I am of the opinion that this service is of limited usefulness if it has no way to bring issues to the user's (i.e., to my) attention. The inspiration for this project, Backblaze for Windows, displays a Notification Area icon ("system tray") that communicates continously with the underlying backup process. DeltaQ.RTB needs that too.
This is a complicated thing to implement.
- I have no experience at all with GUI development on Linux. A helpful commenter on Stack Overflow has pointed me in the direction of Avalonia UI, which looks like it brings some of the essence of WPF to a cross-platform modality, and, crucially, has a TrayIcon class.
- A robust mechanism for communication is needed. I also want it to be lightweight. To this end, I have implemented my own scheme from scratch.
Today's work is by far the largest chunk of new code in one sitting since the start of the project!
I have added:
- A class called `ByteBuffer` that underpins all of the communication between processes.
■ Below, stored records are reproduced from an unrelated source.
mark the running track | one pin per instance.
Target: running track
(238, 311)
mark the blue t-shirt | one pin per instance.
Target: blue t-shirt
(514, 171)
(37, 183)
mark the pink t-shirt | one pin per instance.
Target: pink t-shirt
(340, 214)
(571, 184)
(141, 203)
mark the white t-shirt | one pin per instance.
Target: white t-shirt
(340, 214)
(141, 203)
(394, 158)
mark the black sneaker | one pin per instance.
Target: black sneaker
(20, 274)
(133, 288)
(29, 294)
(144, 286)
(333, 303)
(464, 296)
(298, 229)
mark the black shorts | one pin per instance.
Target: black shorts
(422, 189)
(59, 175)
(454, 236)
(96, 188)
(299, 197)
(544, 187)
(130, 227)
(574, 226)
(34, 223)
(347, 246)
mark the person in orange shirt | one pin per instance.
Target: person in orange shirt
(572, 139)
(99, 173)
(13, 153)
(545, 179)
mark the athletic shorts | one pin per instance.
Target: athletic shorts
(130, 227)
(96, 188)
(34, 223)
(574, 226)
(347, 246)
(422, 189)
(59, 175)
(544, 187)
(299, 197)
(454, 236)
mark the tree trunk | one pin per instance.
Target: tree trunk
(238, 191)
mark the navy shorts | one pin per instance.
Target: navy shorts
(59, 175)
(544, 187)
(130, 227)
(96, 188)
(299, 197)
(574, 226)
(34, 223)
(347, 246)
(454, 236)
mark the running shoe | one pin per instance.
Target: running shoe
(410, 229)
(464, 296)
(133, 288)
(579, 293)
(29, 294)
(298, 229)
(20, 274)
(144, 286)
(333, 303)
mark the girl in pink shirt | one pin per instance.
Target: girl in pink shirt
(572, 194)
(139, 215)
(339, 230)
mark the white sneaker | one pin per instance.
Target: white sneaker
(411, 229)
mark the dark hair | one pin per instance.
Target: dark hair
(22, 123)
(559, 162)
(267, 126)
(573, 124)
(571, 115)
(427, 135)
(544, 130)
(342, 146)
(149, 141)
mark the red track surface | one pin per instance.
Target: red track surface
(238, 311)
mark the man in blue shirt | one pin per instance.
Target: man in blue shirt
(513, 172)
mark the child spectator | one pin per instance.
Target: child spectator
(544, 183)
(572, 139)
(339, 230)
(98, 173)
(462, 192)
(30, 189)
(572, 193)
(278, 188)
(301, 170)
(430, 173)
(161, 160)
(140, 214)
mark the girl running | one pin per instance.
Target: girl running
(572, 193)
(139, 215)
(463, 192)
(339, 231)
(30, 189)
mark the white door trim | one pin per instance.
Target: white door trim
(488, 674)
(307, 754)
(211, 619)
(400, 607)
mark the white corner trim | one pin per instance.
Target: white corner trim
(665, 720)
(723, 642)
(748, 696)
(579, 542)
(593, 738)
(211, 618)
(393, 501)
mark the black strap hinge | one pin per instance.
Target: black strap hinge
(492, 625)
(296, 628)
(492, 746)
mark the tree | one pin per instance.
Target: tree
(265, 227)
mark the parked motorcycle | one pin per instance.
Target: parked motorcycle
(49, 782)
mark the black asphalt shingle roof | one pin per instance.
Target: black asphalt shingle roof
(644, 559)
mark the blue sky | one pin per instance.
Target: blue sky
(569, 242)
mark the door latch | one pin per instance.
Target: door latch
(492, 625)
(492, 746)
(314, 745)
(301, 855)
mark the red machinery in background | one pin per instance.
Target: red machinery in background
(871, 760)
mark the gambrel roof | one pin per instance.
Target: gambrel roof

The code likes nicely structured objects, and all of the underlying communications mechanisms operate on one-dimensional arrays of bytes. Converting between the two is called "serialization" (and "deserialization"). `ByteBuffer` needs to be efficient and robust, and to that end, I created a very comprehensive set of unit tests for it to drive debugging and build confidenc.
- An entire infrastructural module to the main DeltaQ.RTB code called `Bridge` which has a server type, a client type, a bunch of message types, and a corresponding bunch of message processor types.
- A command-line tool called DeltaQ.RTB.Console to allow the IPC to be put into action, tested and debugged.
This lays the groundwork for making a graphical interface that can provide the aforementioned "tray icon". There may be changes to the protocol before it stabilizes, because I need to figure out how to thread asynchronous notifications from the server into the request/response model currently implemented.
Today's work added a whopping 3,756 lines of code to the project!